For financial planning and analysis (FP&A) groups, strategic planning is a key process that can help an organization achieve mid- to long-term financial and business objectives. In addition to developing a roadmap that can better steer business performance, the practice of strategic planning enables organizations to make better-informed decisions around the desired cost discipline and resource allocation needed to achieve its objectives.

For treasurers, a cash surplus typically translates into an opportunity to invest money back into the business. This is typically achieved through operational costs or capital expenditures (capex), share buyback opportunities, mergers and acquisitions, or reconciling debt obligations. And while treasurers are not often making the final call to deploy the cash (that decision is largely left up to the company’s CEO or CFO), they do shepherd the process by managing balance sheets and cash flow forecasting metrics and maintaining optimal levels of liquidity, debt to equity, and cash flow.

What would it mean if a treasurer was holding onto cash when there was an opportunity to invest it for a return rate of, say, 20 percent? Put simply, it would contradict the purpose of the finance function, which is to plan for and support such capital expenditures and investment opportunities (among other things). Thus, if there are scoped and defined projects that clear the corporate internal rate of return (also known as the hurdle rate), the corporate officers have a fiduciary responsibility to allocate funds to their most useful and profitable purpose.

Are the signs pointing to a strategic breakdown?

Political insecurity, shifting tax policies, and a lingering spike in interest rates have added to the likelihood of future uncertainty. With this increasing market volatility and complexity, the question becomes this: How might new advances in technology enable executives to find, analyze, and invest in capital projects with confidence? After all, with most mid- to long-term investments of cash shaped heavily by an organization’s strategic plan, this vacillation between hoarding and investing could point to a breakdown in strong strategic planning capabilities.

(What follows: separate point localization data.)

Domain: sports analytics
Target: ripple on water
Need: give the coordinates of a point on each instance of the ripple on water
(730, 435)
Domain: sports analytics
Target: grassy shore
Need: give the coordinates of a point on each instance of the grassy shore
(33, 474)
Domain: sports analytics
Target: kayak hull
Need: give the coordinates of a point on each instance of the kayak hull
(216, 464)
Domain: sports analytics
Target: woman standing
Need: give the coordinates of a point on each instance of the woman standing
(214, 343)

For organizations, the practice of strategic planning needs to encompass more than just the process itself—it needs to align people, processes, and technology toward a shared goal of strategic, data-driven decision-making. And with the steady evolution of the finance function—and the rise and rise of the digital CFO—FP&A teams have to push the envelope of change.

Capital expenditures that are not effectively utilized represent a missed investment opportunity. However, finance teams can better capture these opportunities through tighter inter-organizational collaboration, sophisticated and capable planning technology, and an operational capacity that allows them to focus on high-impact strategic activities.

With the necessary data, insights, and long-term business objectives, FP&A teams can become a catalyst of change—rather than its steward. An enterprise planning platform can help finance teams better collaborate closely with the business, allocate capital efficiently, and continuously forecast to achieve short- and long-term financial objectives. It can also support the larger objective at hand: to shift FP&A resources toward achieving the highest value activities and to partner effectively with business stakeholders.

Without the right capabilities, collaboration, and operational capacities, an organization can still find it difficult to confidently determine where to deploy capex for optimal ROI. But with the resources in place—and visibility into the investments that can generate high-value returns year-over-yea—organizations might become more willing to loosen the purse strings and confidently spend more cash in these periods of uncertainty.